As definições de fonte propostas por Lopes e Galvão (2001, p.77), destacam que “em sua inteireza e completude, o passado nunca será plenamente conhecido e compreendido; no limite, podemos entendê-lo em seus fragmentos, em suas incertezas”. Na verdade, vai ser o tipo de problema, do tema problematizado, que vai determinar quais fontes deve-se utilizar na pesquisa. Partindo desta premissa, questionam como viabilizar e tornar o menos contaminado possível este necessário acesso ao passado, propondo que “certamente através dos traços que foram deixados, dos vestígios não apagados que representam ou que dizem sobre a vida

de homens e mulheres das sociedades passadas” (LOPES; GALVÃO 2001, p.77). E o jornal, sem dúvida, é um dos mais eloqüentes destes vestígios.

A questão, portanto, é estabelecer que grau de confiabilidade, de objetividade – uma vez que concordamos que a imparcialidade é simplesmente inexeqüível, tanto em jornalismo quanto em história – é possível conceder a determinado veículo da mídia impressa. Para tanto, é necessário identificar no conjunto da obra e dos vestígios materiais produzidos por uma determinada época, por certo grupo social ou por um indivíduo identificado, aquela fonte que dará sentido à pergunta que desencadeou e justificou a pesquisa. Se for possível identificar claramente qual a posição política do veículo responsável pelo material impresso pesquisado, não resultará impraticável contextualizar historicamente o seu conteúdo.
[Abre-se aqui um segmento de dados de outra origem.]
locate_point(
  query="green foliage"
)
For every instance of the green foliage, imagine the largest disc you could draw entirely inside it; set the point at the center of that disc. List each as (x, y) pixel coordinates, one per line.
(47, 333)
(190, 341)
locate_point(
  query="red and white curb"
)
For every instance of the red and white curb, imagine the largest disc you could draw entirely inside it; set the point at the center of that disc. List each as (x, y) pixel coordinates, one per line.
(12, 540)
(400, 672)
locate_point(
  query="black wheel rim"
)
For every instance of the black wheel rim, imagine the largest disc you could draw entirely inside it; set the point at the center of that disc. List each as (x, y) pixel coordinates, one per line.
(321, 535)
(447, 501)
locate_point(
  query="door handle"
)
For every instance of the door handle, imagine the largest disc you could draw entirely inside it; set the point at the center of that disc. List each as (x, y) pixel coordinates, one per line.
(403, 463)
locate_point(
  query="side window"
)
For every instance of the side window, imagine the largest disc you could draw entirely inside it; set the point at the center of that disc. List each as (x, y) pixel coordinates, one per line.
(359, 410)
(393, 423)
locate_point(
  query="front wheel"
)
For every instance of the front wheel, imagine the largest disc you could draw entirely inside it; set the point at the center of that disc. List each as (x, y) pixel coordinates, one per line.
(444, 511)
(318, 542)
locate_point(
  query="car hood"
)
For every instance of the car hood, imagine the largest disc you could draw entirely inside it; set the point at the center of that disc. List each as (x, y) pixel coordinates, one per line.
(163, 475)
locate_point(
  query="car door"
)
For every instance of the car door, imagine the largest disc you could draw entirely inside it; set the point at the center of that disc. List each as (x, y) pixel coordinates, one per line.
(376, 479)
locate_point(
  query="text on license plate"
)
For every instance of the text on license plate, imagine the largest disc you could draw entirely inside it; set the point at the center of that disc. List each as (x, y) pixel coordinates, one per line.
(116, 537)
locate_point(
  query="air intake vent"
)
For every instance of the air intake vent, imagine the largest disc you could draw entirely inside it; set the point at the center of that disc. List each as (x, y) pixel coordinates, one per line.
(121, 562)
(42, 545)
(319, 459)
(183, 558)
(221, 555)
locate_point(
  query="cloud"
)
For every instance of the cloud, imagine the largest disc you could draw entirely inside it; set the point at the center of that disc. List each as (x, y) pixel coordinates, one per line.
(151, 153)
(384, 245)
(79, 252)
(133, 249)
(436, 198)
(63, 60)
Além disso, cabe ressaltar que foi – e continua sendo, veículo de elite como de fato é – principalmente através das páginas dos diários impressos que a

inteligência de uma nação tem preferido conduzir seus debates, expressar seus

pontos de vistas e anunciar suas tomadas de posição. O jornal pode, portanto, ser relacionado junto a outras fontes escritas, como os documentos, a legislação e os atos dos poderes constituídos, os trabalhos acadêmicos e científicos, as correspondências e as obras literárias, entre outras. Mas não apenas, pois também em suas folhas lograremos encontrar fotografias, ilustrações, gráficos e informações estatísticas e pictóricas as mais diversas.
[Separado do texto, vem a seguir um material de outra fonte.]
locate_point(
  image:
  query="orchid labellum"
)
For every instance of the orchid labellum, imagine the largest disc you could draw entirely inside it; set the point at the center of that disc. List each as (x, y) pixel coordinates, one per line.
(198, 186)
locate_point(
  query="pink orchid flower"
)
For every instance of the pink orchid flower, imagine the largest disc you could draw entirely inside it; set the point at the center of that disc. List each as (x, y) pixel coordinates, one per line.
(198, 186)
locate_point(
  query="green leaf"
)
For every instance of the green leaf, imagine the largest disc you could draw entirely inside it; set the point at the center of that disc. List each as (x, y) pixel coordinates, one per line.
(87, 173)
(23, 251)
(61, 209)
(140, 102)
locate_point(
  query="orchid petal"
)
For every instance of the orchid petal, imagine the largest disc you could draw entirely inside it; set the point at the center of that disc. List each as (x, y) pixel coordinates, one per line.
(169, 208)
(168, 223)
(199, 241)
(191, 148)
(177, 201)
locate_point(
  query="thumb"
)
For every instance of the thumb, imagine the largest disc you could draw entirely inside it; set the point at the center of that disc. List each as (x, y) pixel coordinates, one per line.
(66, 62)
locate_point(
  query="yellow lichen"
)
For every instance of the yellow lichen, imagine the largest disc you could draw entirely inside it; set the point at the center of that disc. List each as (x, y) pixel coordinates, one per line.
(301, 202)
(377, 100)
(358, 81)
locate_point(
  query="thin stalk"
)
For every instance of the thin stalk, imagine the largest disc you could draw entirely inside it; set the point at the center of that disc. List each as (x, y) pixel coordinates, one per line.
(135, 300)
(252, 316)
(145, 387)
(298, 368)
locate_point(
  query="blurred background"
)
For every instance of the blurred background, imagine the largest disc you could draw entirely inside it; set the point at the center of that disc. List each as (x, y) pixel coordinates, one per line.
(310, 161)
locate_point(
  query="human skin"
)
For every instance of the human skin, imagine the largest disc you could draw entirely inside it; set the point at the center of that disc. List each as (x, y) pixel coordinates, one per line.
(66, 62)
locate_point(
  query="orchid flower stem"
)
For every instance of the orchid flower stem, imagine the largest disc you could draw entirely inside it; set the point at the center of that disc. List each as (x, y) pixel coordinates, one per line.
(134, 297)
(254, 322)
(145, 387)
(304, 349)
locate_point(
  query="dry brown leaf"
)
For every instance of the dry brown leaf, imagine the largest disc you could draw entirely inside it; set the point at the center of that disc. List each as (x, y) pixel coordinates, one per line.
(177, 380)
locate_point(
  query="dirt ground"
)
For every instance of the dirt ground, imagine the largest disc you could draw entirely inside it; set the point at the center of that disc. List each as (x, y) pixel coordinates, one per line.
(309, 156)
Fica claro, afinal, que tão importante quanto o registro histórico grafado nas páginas de um jornal do passado é o tipo de abordagem que o pesquisador elege para manipular (melhor dito, trabalhar, considerar, avaliar e compreender) as informações ali contidas. O confronto destas informações com as obtidas em outros tipos e formatos de fontes ajuda na tarefa difícil, mas inarredável, de contrabalançar

a subjetividade do pesquisador. A tradução mais aproximada da história real, do fato real, será aquela que exponha suas contradições, desvelando-lhe os mecanismos e processos intrínsecos.